7. Monitor your employees’ accounts.
Any employee’s account is a potential hacker’s portal to your most valuable information. To protect your business from employee account hacks, you should analyze their logs and behavior while setting rule-based alerts. In doing so, you can identify unusual login attempts that often indicate a hacker inside the account.
8. Create firm employment agreements.
In all your job contracts, include text that forbids your employees from sharing certain types of information. Every time an employee shares information, they transmit data through a channel that, even if highly secure, could still theoretically be breached. If this information isn’t shared in the first place, it can’t be accessed.
9. Plan your response to data breaches.
You always need to be prepared for a worst-case scenario.
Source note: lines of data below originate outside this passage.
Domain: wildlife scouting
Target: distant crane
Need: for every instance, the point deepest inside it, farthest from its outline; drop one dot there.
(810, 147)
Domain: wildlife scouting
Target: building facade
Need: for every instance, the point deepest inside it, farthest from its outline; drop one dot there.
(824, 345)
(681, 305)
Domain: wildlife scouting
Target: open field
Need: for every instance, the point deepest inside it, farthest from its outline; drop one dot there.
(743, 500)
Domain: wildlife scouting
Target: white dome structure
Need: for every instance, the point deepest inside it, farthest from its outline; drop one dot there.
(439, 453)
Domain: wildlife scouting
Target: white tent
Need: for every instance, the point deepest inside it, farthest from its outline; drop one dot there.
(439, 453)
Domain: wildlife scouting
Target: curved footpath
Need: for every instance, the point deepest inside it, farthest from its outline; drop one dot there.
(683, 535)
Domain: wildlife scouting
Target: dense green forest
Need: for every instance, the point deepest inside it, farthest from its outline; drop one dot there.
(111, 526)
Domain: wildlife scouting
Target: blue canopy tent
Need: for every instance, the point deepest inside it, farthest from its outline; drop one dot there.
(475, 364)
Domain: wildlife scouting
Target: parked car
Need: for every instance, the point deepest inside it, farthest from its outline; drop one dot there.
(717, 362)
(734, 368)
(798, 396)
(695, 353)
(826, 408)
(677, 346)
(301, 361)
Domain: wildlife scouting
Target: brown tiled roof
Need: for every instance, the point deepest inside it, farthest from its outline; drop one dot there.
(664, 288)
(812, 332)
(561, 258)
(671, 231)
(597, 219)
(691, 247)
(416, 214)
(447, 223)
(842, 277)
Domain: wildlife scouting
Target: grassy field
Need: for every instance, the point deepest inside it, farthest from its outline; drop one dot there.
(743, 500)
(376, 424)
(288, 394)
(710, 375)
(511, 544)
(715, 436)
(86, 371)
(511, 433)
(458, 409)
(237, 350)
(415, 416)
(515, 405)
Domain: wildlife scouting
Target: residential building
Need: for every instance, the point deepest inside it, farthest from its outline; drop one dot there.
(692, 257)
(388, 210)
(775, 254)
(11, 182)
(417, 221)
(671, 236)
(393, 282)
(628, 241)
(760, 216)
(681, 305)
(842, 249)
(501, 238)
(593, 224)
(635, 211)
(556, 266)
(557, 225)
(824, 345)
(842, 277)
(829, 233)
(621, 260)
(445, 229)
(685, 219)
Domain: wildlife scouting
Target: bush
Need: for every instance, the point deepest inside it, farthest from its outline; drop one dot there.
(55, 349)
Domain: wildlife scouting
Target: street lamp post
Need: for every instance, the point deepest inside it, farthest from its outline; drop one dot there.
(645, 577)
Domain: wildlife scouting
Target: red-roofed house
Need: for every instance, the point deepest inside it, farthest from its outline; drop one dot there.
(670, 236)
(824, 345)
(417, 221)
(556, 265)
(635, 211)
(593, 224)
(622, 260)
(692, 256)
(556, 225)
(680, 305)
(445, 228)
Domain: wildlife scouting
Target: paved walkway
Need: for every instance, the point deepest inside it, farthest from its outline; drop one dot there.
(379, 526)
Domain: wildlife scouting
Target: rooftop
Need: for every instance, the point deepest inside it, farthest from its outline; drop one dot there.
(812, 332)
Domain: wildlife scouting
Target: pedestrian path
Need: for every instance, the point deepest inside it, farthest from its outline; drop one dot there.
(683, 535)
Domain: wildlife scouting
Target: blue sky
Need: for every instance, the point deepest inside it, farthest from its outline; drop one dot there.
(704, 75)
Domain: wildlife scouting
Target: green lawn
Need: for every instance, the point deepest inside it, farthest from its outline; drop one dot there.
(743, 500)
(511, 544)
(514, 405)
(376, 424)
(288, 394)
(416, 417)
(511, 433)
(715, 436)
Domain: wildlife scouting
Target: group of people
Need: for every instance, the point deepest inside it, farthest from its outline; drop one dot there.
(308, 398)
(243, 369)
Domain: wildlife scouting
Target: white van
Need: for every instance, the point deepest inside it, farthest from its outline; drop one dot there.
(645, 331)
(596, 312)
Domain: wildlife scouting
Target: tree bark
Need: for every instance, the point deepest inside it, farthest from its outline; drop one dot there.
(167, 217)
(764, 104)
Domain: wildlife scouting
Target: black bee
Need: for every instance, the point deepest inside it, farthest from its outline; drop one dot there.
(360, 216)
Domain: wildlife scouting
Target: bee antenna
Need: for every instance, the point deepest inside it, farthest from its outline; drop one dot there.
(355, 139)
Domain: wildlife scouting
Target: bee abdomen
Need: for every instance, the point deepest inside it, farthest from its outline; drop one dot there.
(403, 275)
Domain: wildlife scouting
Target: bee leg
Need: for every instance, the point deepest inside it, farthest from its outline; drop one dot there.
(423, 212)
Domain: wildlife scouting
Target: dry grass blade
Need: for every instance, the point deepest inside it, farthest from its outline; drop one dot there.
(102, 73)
How you respond to security incidents can be the difference between a minor data loss and a costly breach. Your plan should include the following steps:
- Close any holes immediately. Disconnect and shut down any compromised computers, and stop using any compromised programs.
- Notify the appropriate parties. Depending on the information that was stolen, you may need to let customers and law enforcement know about it.
- Investigate what happened. Conduct an internal review or hire an agency to find out what went wrong.